Company constitutions - Mosques - Trusts - Election of management committee

(1) Ghalib Hussain (2) Abdul Sattar v (1) Wycombe Islamic Mission & Mosque Trust Ltd (2) Tasawar Iqbal: ChD (Judge David Cooke): 20 April 2011

The court was required to give directions in a dispute between the claimants (S) and defendants (T).

A company, with five subscribers had been incorporated in 1983 with a view to construct mosques.

An election was held to appoint a mosque committee and anyone who attended the mosques was entitled to vote.

In 2001, a new constitution was agreed and a new management committee elected.

Disputes arose between S and T, two rival factional groups, as to how the affairs of the mosques should be achieved. Proceedings in the Companies Court were stayed on Tomlin terms after S and T agreed to the involvement of a spiritual leader (X).

Under the terms of the settlement agreement, the management committee was to resign and be replaced by a new committee consisting of 11 from each of S and T, and that the new committee was to oversee the production of a new constitution.
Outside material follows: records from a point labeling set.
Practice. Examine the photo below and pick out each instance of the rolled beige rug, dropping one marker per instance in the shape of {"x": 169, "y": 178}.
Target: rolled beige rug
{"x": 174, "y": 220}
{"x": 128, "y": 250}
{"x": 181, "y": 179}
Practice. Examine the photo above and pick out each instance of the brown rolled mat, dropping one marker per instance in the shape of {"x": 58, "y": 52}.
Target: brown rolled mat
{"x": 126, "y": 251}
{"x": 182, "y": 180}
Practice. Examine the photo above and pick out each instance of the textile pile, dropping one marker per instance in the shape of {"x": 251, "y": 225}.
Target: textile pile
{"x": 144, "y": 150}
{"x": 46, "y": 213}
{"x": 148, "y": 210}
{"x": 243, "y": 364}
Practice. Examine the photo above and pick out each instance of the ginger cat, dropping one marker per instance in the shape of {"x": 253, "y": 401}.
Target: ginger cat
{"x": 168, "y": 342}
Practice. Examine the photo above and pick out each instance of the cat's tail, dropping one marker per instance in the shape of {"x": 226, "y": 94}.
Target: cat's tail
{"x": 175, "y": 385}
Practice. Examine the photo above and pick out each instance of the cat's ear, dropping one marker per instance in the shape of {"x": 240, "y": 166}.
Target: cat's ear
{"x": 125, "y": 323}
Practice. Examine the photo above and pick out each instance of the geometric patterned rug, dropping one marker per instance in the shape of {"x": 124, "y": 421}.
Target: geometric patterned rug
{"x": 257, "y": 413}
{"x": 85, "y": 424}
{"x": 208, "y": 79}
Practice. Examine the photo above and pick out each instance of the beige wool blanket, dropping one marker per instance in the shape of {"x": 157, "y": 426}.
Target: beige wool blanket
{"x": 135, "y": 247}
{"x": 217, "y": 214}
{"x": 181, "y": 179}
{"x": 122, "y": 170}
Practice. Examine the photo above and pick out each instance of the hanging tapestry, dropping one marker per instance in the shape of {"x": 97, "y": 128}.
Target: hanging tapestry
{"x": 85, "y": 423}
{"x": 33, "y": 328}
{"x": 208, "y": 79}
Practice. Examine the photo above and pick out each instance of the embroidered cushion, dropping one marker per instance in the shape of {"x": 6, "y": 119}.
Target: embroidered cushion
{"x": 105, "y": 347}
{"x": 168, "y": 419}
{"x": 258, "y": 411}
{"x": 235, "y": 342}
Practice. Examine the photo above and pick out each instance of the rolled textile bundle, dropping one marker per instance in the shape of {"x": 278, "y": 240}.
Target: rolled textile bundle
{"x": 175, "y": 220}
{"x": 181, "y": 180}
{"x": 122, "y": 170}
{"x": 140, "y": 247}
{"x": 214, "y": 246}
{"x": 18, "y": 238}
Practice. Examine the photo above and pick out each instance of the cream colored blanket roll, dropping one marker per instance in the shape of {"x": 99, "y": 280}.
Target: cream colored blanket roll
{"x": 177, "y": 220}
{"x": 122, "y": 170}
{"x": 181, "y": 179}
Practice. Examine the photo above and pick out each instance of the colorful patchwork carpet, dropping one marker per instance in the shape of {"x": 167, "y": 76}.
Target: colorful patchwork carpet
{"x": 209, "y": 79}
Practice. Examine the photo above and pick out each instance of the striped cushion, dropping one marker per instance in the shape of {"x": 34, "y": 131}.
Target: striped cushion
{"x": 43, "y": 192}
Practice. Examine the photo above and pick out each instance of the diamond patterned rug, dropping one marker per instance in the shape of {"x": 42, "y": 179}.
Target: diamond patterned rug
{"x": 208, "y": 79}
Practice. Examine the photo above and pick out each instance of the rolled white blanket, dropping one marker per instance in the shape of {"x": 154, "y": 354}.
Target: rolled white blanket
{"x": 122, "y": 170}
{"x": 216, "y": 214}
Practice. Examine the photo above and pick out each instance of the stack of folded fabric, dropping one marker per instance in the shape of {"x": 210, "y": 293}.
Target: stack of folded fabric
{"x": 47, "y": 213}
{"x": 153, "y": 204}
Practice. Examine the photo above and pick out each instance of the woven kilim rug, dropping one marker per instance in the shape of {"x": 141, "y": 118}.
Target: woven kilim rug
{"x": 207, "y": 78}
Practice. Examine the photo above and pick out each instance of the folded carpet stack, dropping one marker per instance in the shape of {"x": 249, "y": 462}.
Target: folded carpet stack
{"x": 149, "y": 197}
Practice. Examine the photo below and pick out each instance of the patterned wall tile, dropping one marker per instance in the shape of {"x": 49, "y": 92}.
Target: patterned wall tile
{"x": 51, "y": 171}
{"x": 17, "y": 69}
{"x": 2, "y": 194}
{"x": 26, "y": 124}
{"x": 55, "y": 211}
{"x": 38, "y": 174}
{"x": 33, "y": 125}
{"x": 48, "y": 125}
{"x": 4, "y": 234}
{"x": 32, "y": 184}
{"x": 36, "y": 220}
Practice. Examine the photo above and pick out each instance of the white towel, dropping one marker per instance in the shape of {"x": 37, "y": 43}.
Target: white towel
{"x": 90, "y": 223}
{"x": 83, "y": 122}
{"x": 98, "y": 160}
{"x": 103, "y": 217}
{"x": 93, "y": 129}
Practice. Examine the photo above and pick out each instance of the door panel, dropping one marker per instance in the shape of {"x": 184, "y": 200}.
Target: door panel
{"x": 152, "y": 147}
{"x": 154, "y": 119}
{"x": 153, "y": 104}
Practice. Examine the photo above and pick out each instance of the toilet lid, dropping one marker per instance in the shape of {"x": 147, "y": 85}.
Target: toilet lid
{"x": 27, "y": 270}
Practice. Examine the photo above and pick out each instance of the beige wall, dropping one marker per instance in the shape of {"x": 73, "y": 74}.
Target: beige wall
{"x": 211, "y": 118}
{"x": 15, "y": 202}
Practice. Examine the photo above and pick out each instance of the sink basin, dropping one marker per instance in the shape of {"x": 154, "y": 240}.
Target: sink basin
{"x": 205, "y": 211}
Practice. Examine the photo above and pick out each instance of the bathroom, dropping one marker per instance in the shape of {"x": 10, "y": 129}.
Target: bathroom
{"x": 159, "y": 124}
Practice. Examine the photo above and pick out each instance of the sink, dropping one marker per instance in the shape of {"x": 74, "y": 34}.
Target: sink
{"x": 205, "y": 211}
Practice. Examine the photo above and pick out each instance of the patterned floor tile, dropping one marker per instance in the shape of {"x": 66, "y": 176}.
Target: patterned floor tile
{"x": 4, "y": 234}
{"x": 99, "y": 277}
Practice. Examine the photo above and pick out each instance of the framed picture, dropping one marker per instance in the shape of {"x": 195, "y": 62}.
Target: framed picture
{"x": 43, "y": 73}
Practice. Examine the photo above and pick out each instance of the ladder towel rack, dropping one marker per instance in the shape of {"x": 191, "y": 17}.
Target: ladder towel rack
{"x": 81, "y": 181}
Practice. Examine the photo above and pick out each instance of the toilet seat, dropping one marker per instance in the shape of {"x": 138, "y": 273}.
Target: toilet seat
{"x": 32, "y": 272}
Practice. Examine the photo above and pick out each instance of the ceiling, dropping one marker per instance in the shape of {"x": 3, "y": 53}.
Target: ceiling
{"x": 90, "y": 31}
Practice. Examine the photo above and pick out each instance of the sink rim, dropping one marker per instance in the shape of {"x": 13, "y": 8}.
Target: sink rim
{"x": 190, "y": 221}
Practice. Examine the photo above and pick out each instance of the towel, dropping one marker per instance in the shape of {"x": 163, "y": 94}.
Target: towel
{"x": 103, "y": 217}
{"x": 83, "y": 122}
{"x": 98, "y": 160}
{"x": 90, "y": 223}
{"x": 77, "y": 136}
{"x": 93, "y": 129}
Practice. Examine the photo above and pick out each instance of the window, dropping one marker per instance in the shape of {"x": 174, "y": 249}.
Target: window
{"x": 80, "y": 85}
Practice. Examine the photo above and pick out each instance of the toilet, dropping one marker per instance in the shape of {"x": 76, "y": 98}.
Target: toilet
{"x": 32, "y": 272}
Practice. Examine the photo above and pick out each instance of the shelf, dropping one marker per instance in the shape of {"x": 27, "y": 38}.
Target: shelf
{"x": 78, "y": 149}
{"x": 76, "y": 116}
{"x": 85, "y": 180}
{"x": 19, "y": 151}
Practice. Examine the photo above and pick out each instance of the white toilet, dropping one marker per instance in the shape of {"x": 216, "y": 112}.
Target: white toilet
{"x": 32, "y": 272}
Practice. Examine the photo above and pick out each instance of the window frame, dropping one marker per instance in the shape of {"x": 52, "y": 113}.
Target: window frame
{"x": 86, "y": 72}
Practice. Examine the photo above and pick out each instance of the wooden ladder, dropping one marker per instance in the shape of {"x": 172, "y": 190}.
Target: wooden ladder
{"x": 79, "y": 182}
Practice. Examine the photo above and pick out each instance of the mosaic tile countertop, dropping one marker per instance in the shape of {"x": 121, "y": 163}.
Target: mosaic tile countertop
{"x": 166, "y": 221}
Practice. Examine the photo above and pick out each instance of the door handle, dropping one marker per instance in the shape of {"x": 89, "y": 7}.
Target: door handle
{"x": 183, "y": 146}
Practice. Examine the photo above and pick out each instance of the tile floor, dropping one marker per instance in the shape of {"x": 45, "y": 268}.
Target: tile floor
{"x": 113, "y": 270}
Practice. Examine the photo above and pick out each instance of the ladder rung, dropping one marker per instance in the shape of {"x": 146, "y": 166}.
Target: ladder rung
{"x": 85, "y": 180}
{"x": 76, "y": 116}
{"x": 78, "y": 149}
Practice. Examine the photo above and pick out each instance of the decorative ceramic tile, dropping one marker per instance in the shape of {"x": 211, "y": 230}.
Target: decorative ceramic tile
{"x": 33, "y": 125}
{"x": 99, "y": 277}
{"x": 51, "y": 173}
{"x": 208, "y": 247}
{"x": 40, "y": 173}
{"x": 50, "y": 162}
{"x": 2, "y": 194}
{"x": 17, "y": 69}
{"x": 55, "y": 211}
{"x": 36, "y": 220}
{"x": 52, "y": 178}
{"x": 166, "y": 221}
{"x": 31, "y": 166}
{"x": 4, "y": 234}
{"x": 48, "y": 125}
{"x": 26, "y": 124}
A new constitution was drafted which was accepted by S but rejected by T.

Following lengthy disputes, a legal adviser recommended that a trust deed would be a more suitable working structure.

S rejected that idea.

Held: (1) On the evidence, no person other than the five original subscribers ever became a member of the company prior to the purported adoption of the 2001 constitution (see paragraph 20 of the judgment).

(2) The 2001 constitution was validly adopted and became binding on the company under the Duomatic Ltd, Re [1969] 2 Ch 365 ChD principles, Duomatic applied (paragraph 37).
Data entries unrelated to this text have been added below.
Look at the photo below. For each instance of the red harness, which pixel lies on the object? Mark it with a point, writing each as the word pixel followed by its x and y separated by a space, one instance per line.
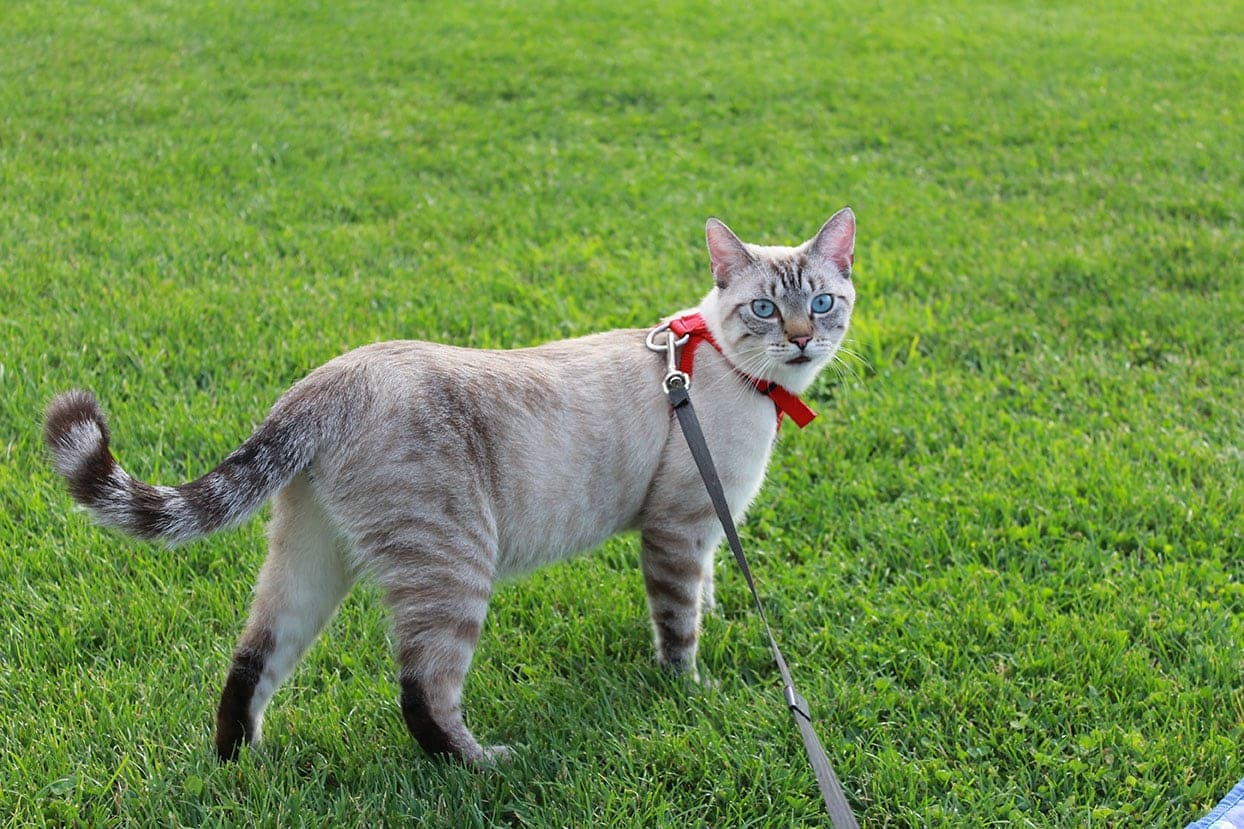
pixel 785 401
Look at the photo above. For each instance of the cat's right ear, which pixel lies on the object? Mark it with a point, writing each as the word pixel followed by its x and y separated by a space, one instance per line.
pixel 725 250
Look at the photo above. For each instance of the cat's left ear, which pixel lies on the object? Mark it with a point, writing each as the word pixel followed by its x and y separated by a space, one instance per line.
pixel 835 242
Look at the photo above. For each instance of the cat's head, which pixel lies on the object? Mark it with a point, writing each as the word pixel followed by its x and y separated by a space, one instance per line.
pixel 780 313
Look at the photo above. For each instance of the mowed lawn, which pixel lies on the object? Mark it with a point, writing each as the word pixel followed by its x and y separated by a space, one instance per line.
pixel 1005 562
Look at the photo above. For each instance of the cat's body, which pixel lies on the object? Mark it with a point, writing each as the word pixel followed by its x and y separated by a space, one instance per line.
pixel 436 471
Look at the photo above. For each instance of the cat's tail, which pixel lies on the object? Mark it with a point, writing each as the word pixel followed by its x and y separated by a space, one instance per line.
pixel 77 436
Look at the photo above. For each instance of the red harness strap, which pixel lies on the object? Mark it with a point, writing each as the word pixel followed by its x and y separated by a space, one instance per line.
pixel 785 402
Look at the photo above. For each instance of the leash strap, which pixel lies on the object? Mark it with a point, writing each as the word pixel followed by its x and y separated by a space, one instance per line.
pixel 831 791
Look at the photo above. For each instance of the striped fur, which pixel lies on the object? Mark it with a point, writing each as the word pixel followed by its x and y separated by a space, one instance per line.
pixel 436 471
(3) The committee elected under the constitution was the equivalent to the board of directors with authority to manage the affairs of the company.
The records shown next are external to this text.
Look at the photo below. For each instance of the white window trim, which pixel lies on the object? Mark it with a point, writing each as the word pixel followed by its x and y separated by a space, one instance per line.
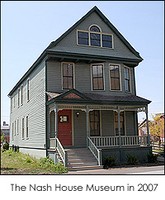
pixel 91 67
pixel 130 79
pixel 119 77
pixel 28 81
pixel 74 82
pixel 101 33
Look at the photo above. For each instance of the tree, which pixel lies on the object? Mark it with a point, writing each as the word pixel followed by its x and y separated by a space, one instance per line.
pixel 157 127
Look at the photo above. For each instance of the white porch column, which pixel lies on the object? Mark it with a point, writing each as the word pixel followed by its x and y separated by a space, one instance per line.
pixel 148 135
pixel 87 122
pixel 118 115
pixel 56 121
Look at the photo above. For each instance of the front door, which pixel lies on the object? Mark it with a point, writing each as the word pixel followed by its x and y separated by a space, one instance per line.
pixel 65 127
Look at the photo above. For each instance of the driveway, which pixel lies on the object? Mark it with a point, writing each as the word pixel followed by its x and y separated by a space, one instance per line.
pixel 123 170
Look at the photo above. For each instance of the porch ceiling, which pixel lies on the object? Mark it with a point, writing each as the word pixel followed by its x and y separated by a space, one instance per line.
pixel 74 97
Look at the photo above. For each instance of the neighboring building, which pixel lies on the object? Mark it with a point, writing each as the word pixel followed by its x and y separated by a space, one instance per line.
pixel 5 129
pixel 81 93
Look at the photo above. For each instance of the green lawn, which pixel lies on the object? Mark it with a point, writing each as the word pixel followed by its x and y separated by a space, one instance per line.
pixel 18 163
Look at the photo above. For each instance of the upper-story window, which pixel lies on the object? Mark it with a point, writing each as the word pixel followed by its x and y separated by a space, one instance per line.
pixel 127 79
pixel 21 94
pixel 68 75
pixel 95 37
pixel 97 77
pixel 115 77
pixel 28 90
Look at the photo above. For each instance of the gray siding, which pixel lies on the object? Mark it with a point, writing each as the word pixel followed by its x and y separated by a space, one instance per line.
pixel 83 82
pixel 34 109
pixel 107 121
pixel 130 123
pixel 69 43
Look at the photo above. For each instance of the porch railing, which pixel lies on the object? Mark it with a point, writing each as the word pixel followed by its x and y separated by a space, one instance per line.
pixel 111 141
pixel 95 151
pixel 55 143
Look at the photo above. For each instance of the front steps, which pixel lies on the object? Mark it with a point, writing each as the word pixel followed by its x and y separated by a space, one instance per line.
pixel 81 159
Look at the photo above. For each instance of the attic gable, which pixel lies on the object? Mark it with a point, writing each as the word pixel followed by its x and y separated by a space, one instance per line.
pixel 68 41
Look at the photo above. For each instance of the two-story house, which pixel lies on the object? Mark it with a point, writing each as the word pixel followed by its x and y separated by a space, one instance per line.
pixel 80 94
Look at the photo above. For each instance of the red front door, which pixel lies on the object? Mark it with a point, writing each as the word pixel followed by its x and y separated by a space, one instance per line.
pixel 65 127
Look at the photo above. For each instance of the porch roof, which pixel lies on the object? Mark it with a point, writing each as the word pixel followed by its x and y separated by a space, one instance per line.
pixel 75 97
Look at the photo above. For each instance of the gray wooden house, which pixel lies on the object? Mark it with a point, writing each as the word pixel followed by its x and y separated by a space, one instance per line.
pixel 78 100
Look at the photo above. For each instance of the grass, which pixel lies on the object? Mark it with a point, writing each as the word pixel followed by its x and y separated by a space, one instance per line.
pixel 19 163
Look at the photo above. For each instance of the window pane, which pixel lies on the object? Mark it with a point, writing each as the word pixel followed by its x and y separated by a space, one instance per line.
pixel 83 38
pixel 95 39
pixel 115 77
pixel 107 41
pixel 94 29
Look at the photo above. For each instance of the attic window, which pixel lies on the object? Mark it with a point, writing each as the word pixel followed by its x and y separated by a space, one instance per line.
pixel 95 37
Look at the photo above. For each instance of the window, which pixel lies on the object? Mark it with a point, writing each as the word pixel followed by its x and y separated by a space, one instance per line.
pixel 23 129
pixel 95 37
pixel 97 77
pixel 18 97
pixel 27 127
pixel 94 117
pixel 122 132
pixel 12 131
pixel 83 38
pixel 17 126
pixel 21 94
pixel 127 79
pixel 114 77
pixel 67 70
pixel 28 90
pixel 107 41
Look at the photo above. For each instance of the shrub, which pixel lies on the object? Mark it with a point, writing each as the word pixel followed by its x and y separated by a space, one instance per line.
pixel 6 146
pixel 132 160
pixel 109 162
pixel 152 158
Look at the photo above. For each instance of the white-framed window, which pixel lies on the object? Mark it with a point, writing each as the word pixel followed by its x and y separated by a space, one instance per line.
pixel 115 77
pixel 17 126
pixel 68 75
pixel 28 90
pixel 27 127
pixel 94 37
pixel 23 128
pixel 18 97
pixel 127 79
pixel 21 94
pixel 97 76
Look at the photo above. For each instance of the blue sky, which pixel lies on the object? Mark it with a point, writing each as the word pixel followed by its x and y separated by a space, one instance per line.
pixel 28 27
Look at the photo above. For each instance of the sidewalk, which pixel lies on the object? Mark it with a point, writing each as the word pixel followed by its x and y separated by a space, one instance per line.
pixel 123 170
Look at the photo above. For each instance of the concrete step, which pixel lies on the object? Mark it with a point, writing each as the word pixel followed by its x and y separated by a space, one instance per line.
pixel 81 159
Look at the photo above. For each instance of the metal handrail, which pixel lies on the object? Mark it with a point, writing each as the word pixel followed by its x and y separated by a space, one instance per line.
pixel 61 151
pixel 95 151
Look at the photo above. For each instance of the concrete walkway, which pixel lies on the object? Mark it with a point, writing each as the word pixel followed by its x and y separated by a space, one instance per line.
pixel 123 170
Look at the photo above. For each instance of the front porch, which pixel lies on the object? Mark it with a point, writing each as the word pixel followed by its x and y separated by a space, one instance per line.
pixel 77 121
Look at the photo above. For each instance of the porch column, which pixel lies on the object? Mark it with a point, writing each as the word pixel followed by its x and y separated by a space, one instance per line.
pixel 118 115
pixel 56 122
pixel 87 121
pixel 148 135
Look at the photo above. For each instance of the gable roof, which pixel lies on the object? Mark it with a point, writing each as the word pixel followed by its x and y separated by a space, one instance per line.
pixel 48 50
pixel 109 24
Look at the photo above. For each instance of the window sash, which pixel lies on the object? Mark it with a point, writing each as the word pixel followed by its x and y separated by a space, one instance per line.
pixel 127 79
pixel 97 77
pixel 114 77
pixel 67 69
pixel 94 117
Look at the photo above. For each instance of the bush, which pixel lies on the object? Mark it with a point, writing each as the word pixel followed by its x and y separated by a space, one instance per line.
pixel 132 160
pixel 6 146
pixel 109 162
pixel 152 158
As provided for by the constitution, those who were registered as voting in the election automatically became registered members of the company (paragraph 41).

(4) On the evidence, X did not have an arbitrator’s authority to dictate a solution which would be legally binding.

The committee put in place by X was not properly appointed and had no standing to enter into commitments on behalf of the company.

There could be no binding effect on the company flowing from any of the decisions purportedly taken by the committee.

Changes to the constitution had to be decided by the members of the company and not by the management committee (paragraphs 56-58).

(5) The present position was that the company had no validly appointed management committee.

The power to appoint a new committee was in the hands of the members.

When such a committee was appointed that committee would have the responsibility to decide whether any arrangements should be put in place to transfer the mosques to a trust.

Given there was no properly acting management committee, steps should be taken to elect such a committee under the provisions of the 2001 constitution.

It was not practicable to leave that to be dealt with by the requisition of the members in circumstances where there was no properly constituted management committee, and it was appropriate for the court to give directions with a view to the holding of necessary elections and to give consequential directions as to who could vote (paragraphs 59, 62-65).

Directions given.

Tina Kyriakides (instructed by Reynolds Parry Jones) for the claimants; Arshad Ghaffar (instructed by Gordons) for the defendants.